This year’s Foodservice Australia held from the 2nd-4th of June in Melbourne brought together five of Australia’s top chocolatiers with the challenge to turn molten chocolate into a spectacular centerpiece in nine hours at the Chocolate Grand Prix. Representing Le Cordon Bleu in the final of this challenge was Angelo Roche, Chef and teacher at Le Cordon Bleu Sydney.
Angelo competed against four other leading pastry chefs Bec Carins (Savour Chocolate and Patisserie School), Elaine Young (Cacao Fine Chocolates), Ben Haslett (Jupiters Casino), and Kye Lim (Burch & Purchese) all who are chocolate specialists. With each selected by a panel to compete against the clock and each other in the competition.

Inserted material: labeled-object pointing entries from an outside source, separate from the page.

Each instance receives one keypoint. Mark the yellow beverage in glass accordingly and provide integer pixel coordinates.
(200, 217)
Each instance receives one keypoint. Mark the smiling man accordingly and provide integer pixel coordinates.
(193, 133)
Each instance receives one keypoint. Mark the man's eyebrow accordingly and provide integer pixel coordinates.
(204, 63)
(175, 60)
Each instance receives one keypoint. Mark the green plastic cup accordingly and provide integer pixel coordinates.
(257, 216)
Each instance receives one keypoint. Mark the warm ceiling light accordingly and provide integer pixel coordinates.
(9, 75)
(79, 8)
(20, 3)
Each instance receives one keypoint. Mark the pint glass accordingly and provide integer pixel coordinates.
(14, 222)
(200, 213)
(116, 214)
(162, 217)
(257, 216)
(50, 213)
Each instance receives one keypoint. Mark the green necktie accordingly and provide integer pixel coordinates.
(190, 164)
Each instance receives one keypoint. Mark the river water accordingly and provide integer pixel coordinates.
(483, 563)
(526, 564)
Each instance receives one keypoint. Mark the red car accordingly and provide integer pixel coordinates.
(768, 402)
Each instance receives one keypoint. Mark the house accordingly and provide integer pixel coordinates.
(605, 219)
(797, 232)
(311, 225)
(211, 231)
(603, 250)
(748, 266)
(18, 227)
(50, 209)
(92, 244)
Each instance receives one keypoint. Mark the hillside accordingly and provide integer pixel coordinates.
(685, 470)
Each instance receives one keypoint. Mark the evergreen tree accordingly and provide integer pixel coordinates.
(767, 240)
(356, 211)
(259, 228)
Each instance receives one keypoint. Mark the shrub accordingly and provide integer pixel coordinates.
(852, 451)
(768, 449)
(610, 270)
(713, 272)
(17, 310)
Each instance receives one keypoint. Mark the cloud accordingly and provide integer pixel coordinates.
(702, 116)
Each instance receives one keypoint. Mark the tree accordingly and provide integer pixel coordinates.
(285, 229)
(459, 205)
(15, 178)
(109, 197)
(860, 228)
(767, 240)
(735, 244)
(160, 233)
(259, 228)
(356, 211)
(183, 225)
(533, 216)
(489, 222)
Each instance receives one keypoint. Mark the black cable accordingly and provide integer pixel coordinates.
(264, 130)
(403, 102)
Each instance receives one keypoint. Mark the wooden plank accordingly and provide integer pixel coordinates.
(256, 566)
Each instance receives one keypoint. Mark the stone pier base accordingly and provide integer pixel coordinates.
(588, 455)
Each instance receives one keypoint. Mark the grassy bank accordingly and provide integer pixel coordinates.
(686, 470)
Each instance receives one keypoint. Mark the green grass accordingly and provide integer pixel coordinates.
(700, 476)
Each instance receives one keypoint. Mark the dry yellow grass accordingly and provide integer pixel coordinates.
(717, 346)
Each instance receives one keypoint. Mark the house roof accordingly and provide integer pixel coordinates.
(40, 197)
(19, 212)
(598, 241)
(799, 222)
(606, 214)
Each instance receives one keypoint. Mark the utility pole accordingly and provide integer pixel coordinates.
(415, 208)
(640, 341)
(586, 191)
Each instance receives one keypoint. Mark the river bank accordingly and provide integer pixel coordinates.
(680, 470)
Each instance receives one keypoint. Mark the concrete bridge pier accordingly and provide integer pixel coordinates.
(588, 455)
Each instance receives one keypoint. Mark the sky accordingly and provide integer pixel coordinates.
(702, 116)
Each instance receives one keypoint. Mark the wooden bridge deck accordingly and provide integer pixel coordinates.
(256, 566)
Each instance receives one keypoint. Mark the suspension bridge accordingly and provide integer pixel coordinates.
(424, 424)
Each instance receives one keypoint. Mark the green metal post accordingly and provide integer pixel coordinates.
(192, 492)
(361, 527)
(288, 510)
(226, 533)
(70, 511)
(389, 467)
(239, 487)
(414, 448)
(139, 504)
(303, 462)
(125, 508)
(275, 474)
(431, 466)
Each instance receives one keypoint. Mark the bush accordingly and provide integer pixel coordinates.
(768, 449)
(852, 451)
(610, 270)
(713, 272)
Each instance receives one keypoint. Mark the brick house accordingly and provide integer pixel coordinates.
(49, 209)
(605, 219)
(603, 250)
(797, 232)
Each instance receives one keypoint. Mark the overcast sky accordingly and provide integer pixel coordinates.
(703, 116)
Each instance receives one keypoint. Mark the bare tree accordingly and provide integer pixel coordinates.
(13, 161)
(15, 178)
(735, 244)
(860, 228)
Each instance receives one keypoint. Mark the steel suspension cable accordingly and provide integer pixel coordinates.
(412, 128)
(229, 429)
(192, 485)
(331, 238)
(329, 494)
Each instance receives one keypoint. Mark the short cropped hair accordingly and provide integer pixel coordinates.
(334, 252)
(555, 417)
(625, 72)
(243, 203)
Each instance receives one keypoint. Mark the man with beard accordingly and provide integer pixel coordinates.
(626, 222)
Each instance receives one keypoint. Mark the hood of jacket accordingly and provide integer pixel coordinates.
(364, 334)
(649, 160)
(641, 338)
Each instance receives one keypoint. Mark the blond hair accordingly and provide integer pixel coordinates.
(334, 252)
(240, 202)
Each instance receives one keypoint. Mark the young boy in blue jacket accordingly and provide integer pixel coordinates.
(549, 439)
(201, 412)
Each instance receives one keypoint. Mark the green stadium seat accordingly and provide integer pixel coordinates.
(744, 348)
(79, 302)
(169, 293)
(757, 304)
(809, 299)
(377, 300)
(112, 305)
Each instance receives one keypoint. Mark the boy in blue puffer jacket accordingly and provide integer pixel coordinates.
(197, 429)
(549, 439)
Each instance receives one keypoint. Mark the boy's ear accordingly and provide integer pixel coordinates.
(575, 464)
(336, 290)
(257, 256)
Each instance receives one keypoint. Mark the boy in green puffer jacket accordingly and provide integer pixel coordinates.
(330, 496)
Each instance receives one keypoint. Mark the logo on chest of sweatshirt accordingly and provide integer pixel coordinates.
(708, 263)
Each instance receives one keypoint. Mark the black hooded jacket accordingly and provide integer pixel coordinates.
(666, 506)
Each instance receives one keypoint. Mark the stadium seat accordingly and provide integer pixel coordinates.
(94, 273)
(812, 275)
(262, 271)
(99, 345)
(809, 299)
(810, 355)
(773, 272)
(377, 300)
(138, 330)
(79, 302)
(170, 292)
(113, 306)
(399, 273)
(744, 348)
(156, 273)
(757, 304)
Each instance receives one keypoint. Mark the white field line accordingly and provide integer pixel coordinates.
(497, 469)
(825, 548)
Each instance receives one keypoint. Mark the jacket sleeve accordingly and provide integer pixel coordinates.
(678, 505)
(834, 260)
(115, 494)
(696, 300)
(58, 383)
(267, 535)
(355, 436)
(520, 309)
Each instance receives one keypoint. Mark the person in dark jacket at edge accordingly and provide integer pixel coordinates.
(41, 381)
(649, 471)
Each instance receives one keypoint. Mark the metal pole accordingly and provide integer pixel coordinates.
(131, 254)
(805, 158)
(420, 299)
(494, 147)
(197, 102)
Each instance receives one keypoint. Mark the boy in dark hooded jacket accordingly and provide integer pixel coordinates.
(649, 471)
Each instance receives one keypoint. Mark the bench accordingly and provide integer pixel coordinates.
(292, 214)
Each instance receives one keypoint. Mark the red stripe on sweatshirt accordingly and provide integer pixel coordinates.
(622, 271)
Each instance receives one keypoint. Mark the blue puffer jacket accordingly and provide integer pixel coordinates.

An initiative of Callebaut, Cacao Barry, F. Mayer Imports and Savour Chocolate & Patisserie School, the competition is a brand new concept never before seen in Australia, where competitors spend nine gruelling hours transforming more than 50kg chocolate into a delicate showpiece over six feet high. This year’s theme “Origami “inspired some exceptional pieces.
The competition offered a big challenge to the chefs, because they were unable to do any preparation of elements of their showpiece before the start at 7am on June 2 at the FoodService show in Melbourne.
"That's the big difference, and something we’ve never had in Australia - having to produce everything from scratch with nothing pre-prepared," said competition designer Rebecca Tibballs. "It's a huge, really, really huge challenge. Most of the team will have been training for a year for this."
Prior to the final competition the chefs had been selected based on their previous competition experience and demonstrated skills, with selection in the final top five a huge honour for Chef Angelo Roche.
"This wasn't a competition for someone who hasn't competed before" claimed Tibballs.
“In recent years we have seen an increase in knowledge and appreciation of fine chocolate and pastries throughout Australia, through TV shows such as Masterchef and The Great Australian Bake Off,” says Tibballs. “With the recent success of Australian chefs in competitions all around the world, this will be a one-off opportunity to see first-hand the dedication and skill from Australia’s stars of the chocolate and pastry world.”
Congratulations Angelo, well done on making the top five and competing in such a prestigious event!